After Tanzanian and UNLA forces took Kampala, Idi Amin fled to Tripoli and shortly afterwards to the sanctuary given him by the Saudi royal family. Brian Barron in an item for BBC News on 16 August 2003, wrote: "The Saudis had been staunch allies because Idi Amin was a Muslim convert who ordered mosques built across Uganda when he was in power."

Along with a comfortable home in Jeddah, which he shared with one of his wives and several children, he had many cars for his personal use, Saudi government bodyguards and a generous pension. Mr Barron on concluding his recollections of Idi Amin, named other African leaders who had 'gone wrong' and ended by saying: "Despite Amin's crimes against humanity, he escaped justice for one reason only: the Saudi authorities shielded one of the monsters of our time."

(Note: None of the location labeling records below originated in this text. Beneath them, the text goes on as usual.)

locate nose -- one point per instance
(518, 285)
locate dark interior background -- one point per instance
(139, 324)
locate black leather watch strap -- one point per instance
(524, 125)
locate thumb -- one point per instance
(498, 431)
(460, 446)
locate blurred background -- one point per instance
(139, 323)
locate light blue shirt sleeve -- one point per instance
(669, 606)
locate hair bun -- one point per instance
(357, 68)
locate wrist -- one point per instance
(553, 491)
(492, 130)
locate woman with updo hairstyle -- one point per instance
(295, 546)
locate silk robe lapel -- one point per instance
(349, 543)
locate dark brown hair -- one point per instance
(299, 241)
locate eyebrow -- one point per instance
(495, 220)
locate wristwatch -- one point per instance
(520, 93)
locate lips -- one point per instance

Mr Kuhenga appears to suggest to The Citizen's readership that unless there's a great deal of an important resource like oil, a similar regime to Amin's could arise with little or nothing being done by the West to protect innocent civilians. He writes: "Whereas Tanzania has been ready to forgive the Gaddafi stance...western powers never forgive a Third World leader who is independent(ly) minded...

"...there is also the factor of double standards on the part of western powers. The current scenario in the Arab world is a case in point. Western powers have not imposed and do not contemplate imposing 'no fly-zones' in other...countries in the Gulf and Middle East now engulfed in uprisings and similar cases of state brutality against civilians."

Publicly for the moment, the leaders of the USA, France and Britain will no doubt want to assure us all that Mr Kuhenga's cynicism is quite unjustified. With the demise of Colonel Qaddafi not being as clinically surgical as was likely planned or hoped, any similar adventures in the future could well falter for lack of willing participants, not to mention a more hostile reception at the UN. I don't agree with all that Mr Kuhenga wrote, but there's no doubt his article would strike a chord with much of world opinion.